This page is about instrumenting you R package or project for OpenTelemetry. If you want to start collecting OpenTelemetry data for instrumented packages, see Collecting Telemetry Data in the otelsdk package.
About OpenTelemetry
OpenTelemetry is an observability framework. OpenTelemetry is a collection of tools, APIs, and SDKs used to instrument, generate, collect, and export telemetry data such as metrics, logs, and traces, for analysis in order to understand your software’s performance and behavior.
For an introduction to OpenTelemetry, see the OpenTelemetry website docs.
The otel and otelsdk R packages
Use the otel package as a dependency if you want to instrument your R package or project for OpenTelemetry.
Use the otelsdk package to produce OpenTelemetry output from an R package or project that was instrumented with the otel package.
Complete Example
To instrument your package with otel, you need to do a couple of steps. In this section we show how to instrument the callr package.
Add the otel package as a dependency
The first step is to add the otel package as a dependency. otel is a very
lightweight package, so may want to add it as a hard dependency. This has
the advantage that you don't need to check if otel is installed every time
you call an otel function.
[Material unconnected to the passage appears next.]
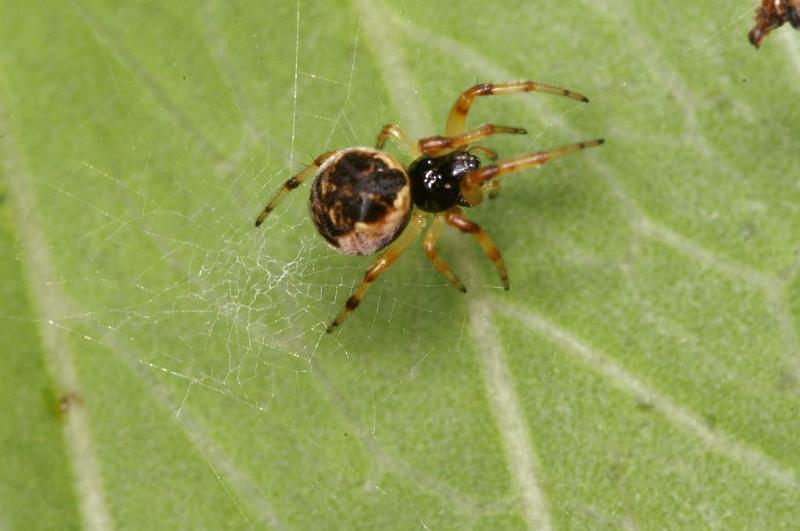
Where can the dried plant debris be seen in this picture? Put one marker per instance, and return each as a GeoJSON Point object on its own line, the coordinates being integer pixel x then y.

Add otel to the Imports
section in
DESCRIPTION
:
Alternatively, you may add otel as a soft dependency. Add otel to the
Suggests
section in DESCRIPTION
:
If you add otel in Suggests
, then it makes sense to create a helper
function that checks if otel is installed and also that tracing is enabled
for the caller. You can put this function in any R file, e.g. R/utils.R
is a nice place for it:
is_otel_tracing <- function() {
requireNamespace("otel", quietly = TRUE) && otel::is_tracing_enabled()
}
Choose a tracer name
Every package should have its own tracer with a name that is unique for the
package. See default_tracer_name()
for tips on choosing a good tracer
name. Set the otel_tracer_name
variable to the tracer name. No need to
export this symbol. In callr, we'll add
otel_tracer_name <- "org.r-lib.callr"
to the R/callr-package.R
file.
Create spans for selected functions
Select the functions you want to add tracing to. It is overkill to add tracing to small functions that are called lots of times. It makes sense to add spans to the main functions of the package.
The callr package has various ways of starting another R process and then running R code in it. We'll add tracing to the
functions first.
We add to callr::r()
in eval.R
:
if (is_otel_tracing()) {
otel::start_local_active_span(
"callr::r",
attributes = otel::as_attributes(options)
)
}
We use the
is_otel_tracing()
helper function, defined above.start_local_active_span()
starts a span and also activates it. It also sets up an exit handler that ends the span when the caller function (callr::r()
) exits.options
contain a long list of user-provided and other option, we add these to the span as attributes.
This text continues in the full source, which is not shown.